ETHS adds vegetarian lunch options as part of Meatless Monday campaign
Sammy Caiola, Reporter
January 7, 2013 •
For the first lunch of the new year, Evanston Township High School students had additional vegetarian options as part of the school's participation in a national meat-free meal campaign. The school's Meatless Mondays campaign was started by the Humane Society of the United States, a national non-profit that advocates for animal rights.
About 50 percent of entrees offered Monday — including tofu stir-fry and black bean burgers — were meatless, said Kim Minestra, ETHS director of nutrition services.
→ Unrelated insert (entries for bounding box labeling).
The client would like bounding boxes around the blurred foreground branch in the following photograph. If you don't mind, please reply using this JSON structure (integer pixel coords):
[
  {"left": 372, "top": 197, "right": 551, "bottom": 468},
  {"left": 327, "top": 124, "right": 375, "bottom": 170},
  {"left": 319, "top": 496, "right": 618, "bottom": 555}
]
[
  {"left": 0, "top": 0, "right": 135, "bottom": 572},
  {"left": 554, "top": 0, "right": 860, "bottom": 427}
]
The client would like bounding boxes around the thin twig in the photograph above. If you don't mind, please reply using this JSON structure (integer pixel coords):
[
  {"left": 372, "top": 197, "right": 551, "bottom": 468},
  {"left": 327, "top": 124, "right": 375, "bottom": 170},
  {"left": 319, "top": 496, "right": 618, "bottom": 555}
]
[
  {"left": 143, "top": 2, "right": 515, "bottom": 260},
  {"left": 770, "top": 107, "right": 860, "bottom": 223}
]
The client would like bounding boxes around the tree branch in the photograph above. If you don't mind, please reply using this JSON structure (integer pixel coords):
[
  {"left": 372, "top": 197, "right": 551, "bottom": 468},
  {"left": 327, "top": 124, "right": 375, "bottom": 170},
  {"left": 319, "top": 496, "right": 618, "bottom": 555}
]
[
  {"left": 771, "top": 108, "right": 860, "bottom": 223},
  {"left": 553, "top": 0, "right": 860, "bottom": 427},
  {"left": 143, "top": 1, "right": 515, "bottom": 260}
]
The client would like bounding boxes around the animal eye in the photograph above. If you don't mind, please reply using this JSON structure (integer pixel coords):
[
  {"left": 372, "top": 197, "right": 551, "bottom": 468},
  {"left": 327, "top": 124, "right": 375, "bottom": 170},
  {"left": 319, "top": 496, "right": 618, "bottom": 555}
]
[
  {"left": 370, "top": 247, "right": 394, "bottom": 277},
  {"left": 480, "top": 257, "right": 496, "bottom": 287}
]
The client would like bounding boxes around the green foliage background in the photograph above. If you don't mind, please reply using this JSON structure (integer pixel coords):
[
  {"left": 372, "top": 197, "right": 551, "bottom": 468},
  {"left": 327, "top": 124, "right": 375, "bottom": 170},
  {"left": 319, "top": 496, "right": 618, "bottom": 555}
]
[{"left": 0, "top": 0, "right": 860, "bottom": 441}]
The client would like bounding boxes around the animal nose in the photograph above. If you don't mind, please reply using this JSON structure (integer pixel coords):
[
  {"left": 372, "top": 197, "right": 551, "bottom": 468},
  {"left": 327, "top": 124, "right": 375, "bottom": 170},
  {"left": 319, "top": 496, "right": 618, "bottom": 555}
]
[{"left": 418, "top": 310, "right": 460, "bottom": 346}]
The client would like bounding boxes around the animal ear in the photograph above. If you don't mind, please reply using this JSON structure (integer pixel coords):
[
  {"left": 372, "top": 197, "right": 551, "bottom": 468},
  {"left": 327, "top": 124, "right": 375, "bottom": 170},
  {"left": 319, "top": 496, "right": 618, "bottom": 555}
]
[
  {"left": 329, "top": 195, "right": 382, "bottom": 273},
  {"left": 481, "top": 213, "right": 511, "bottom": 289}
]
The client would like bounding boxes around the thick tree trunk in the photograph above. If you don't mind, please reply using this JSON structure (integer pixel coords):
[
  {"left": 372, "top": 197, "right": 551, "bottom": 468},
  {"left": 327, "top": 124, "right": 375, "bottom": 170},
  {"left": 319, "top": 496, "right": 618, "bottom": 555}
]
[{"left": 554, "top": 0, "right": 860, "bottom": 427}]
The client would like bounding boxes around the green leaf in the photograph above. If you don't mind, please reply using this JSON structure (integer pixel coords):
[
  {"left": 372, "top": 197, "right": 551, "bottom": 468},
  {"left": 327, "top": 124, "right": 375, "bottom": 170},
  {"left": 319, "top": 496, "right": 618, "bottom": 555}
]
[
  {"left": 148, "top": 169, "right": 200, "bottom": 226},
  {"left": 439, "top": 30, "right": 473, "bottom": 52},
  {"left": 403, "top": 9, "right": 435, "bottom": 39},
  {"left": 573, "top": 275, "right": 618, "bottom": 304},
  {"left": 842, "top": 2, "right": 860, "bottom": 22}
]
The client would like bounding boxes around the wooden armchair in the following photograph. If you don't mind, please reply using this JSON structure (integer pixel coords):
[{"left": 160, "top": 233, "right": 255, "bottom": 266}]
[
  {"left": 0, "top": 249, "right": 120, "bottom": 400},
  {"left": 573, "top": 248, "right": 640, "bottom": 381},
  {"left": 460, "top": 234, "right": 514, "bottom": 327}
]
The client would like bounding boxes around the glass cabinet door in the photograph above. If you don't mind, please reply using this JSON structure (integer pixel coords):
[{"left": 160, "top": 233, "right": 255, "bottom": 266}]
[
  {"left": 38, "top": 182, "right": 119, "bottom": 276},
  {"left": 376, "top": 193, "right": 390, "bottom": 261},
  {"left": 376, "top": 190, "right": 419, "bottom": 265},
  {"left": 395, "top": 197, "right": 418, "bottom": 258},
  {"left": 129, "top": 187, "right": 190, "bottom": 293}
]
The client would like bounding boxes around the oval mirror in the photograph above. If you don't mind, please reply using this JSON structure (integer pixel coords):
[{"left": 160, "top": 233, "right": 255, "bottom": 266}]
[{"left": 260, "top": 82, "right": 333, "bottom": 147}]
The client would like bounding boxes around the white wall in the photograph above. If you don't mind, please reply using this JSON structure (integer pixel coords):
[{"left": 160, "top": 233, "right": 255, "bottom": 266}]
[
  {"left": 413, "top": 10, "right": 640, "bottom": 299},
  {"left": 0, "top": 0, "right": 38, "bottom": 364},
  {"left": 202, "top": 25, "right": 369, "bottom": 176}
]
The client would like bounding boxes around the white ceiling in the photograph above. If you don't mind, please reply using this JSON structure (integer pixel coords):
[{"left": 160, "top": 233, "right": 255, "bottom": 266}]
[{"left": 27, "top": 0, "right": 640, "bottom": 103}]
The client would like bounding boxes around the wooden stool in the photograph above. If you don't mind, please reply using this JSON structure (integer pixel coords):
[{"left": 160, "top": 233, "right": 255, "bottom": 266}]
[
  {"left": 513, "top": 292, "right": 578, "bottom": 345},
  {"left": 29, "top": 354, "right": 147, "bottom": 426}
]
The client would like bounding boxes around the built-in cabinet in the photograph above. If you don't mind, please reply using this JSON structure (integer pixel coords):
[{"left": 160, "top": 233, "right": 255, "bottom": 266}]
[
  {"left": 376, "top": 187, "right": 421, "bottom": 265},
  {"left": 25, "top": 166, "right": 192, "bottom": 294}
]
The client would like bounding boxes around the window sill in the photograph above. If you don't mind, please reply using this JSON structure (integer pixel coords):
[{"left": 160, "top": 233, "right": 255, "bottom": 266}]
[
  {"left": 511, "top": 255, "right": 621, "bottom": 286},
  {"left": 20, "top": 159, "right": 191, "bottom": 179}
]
ETHS is the first Chicago-area high school to participate in the weekly alternative, although Northwestern and nearby institutions at other levels have also signed on.
Kenny Torrella, Humane Society's outreach coordinator, said he contacted the school a few months ago, at which point Minestra agreed the program would be a good fit for her health and sustainability initiatives at ETHS.
“It’s good to educate students on the health benefits of not eating meat every single day,” Minestra said. “Not becoming a vegetarian by any means, but just watching your meat intake and fat consumption in general … There’s no reason why you have to have the center of your plate always be a piece of red meat or chicken. You can still get protein in other ways.”
In order to promote the campaign, Minestra said she hung Meatless Monday posters and fliers provided by the Humane Society and sent an informational video to teachers hoping it would be shown in class.
Johns Hopkins School of Public Health and the Mondays Campaign started Meatless Mondays in 2003. Torrella said the program is now at approximately 2,000 institutions nationwide.
Torrella said he has noticed more and more young people becoming passionate about animal welfare and environmental welfare, and he hopes to promote that interest through projects like Meatless Mondays.
Some ETHS students recently approached Minestra about more vegetarian options at ETHS, which was one of several reasons she committed to the program, she said. Swapping meat dishes for vegetarian ones did not involve any substantial additional costs.
The school also installed a new fruit and vegetable bar, which ETHS sophomore Carlos Taylor said he noticed as soon as he walked in to lunch.
Taylor, who recently became a vegetarian, said he believes the slaughter of animals is inhumane and enjoys the health benefits of not eating meat.
“I love Meatless Mondays,” he said. “At least one day a week, we know we can have something other than the unhealthy meaty food.”